After the Foo Fighters show last night, Dave Grohl’s walking boot asked me if he could contribute a few words to my blog. I’ve never had a guest writer here, but I made an exception for it. It’s Swedish, just so you know. Not that there’s anything wrong with that.
Hello, I’m Mr. David’s boot — you know, the one that’s protecting his healing bones? I’ve joined Mr. David on stage for three shows now and I’ve noticed something peculiar: Mr. David has a major time fixation. In fact, he seems to want to disregard it, although it is unavoidable.
He announces at the beginning that the Foo Fighters are not one of those bands that plays for an hour and 15 minutes. Nor are they a band that plays for one and a half hours. Nor do they play for an hour and 45 minutes. I trust you can see where this is going. The crowd supports this fixation, cheering quite vigorously at each mention of a duration that they do not play. It is quite something. Ultimately it is established that they will play until they are asked to leave the stage. Which does not seem particularly cooperative. But I suppose this is part of the rock and roll ideology of which I have heard. Over and over throughout the show, Mr. David insists that it is not even close to being over. And the audience responds with great cheers. I suppose they are not concerned about the curfew as well. Tsk tsk. Nor do they seem to have anywhere else to go afterward. Do they not need their sleep? They seem in some sort of ecstatic frenzy, cheering the many songs.
Sometimes Mr. David even lets that wild drummer fellow sing some songs, which I think is quite generous.
He speaks of time again. It was recently the Foo Fighters’ 20th anniversary, he says. Allow me to offer my congratulations. He says he hopes to see everybody in another 20 years. This is commendable, and tells me that he quite enjoys his occupation, but I think somewhat overzealous. The logistics alone seem insurmountable.
And he’ll really need to be more careful with me if he wishes to be playing rock and roll, and more significantly, walking properly, in the near future, let alone in 20 years. During one segment he played his guitar quite unmelodically for some period of time, coaxing strange sounds at high pitches. Again, the crowd seemed quite enthralled at what I believe is called a guitar solo. But I was not. He vigorously at one point rubbed the sharp metal strings of his guitar up and down my own body. This was quite uncomfortable for me.
But I cannot help but feel somewhat responsible for one sentiment Mr. David conveyed in Toronto. The language is unbecoming of a self-respecting boot, but I will quote: “This is only the third show we’ve done since this fucking happened. And they’re the best fucking shows we’ve ever done.”
He spoke at great length of the accident back home in Sweden that led to our partnership, with much admirable self-deprecating humour. But he did disparage the great heights of our stages, which he seems to think contributes to the severity of the injury. I would politely offer that perhaps Mr. David’s recklessness on stage led to his injury. But I am beginning to learn that this would not be, as they say, “rock and roll.” The audience seems to enjoy his reckless, fun-loving nature. And I suppose I am beginning to enjoy it as well.
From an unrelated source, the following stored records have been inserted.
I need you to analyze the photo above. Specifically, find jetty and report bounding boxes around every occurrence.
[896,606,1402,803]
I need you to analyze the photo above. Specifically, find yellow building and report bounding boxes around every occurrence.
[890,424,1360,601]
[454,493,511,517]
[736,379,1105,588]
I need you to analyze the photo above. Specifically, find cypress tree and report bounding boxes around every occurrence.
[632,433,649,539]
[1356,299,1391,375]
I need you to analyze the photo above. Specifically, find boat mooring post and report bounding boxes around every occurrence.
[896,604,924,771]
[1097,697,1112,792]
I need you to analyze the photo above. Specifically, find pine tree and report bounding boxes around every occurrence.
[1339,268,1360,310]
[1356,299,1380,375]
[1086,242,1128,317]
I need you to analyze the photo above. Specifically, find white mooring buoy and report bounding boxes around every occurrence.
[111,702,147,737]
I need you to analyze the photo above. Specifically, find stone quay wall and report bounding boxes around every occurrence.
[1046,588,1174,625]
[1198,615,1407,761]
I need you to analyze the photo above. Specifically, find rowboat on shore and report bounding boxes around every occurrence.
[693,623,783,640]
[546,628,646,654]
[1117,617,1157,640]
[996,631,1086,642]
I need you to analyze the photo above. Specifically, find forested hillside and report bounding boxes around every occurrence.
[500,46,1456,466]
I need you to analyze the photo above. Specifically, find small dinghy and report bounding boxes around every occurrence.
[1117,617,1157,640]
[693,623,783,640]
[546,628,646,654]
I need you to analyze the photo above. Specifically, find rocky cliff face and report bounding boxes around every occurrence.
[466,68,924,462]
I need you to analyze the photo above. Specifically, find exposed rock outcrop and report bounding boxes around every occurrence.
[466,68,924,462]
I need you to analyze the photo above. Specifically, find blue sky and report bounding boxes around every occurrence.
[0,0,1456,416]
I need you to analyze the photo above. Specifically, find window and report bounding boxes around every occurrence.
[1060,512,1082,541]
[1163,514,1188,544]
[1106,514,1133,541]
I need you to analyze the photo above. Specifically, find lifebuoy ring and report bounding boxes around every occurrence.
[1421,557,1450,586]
Okay, Kevin here again. Thank you, Boot. I would like to add a few words of my own. Honestly, for someone worried about curfews, Boot sure does go on.
Grohl did talk a lot about time, and I get it. It can be a real enemy. It was nice to spend three hours of my life being told, for once, that there are no time limits. We get enough of those in life.
Of course, all the disregard for time led to us having to run like Usain Bolt to catch the 11:50 train. Fortunately, the conductor took pity, disregarding time himself and lingered a few minutes longer so the masses could pack themselves in. Otherwise, it would’ve been an hour-long wait and about three hours of sleep for me. “Time!” I shout, shaking my fist at the heavens. Clearly, we were back to reality.
Another theme of a great night of rock was making the best of a bad situation. The most obvious, of course, is the broken leg. Grohl turned it into an awesome part of the show. He spent a good 10 minutes talking about the accident, even showing it on screen repeatedly, and talking about designing his perfect rock throne. And despite being confined to that throne, he and the super-tight band rocked as hard as ever. I love that I’ll always be able to say I was there for one of the “throne shows.” (Staring at that thing, I wondered if after the tour it’ll wind up in the Rock & Roll Hall of Fame.)
How else did they make the best of a bad situation? Among the handful of covers they played was Rush’s “Tom Sawyer.” Yell at me if you want, but I am no Rush fan. But the Foos actually made the song sound good.
Towards the end of the show, Grohl let us in on a personal philosophy: “At the end of the day, it could be worse.” True, especially considering his injury. But it can also be a drastic understatement when times are good. Last night’s show, at the end of the day, couldn’t have been much better.
One last thought. If I had to compare Tuesday’s U2 show with Wednesday’s Foos show, I’d say, without value judgement, U2 was an experience; Foos was a party.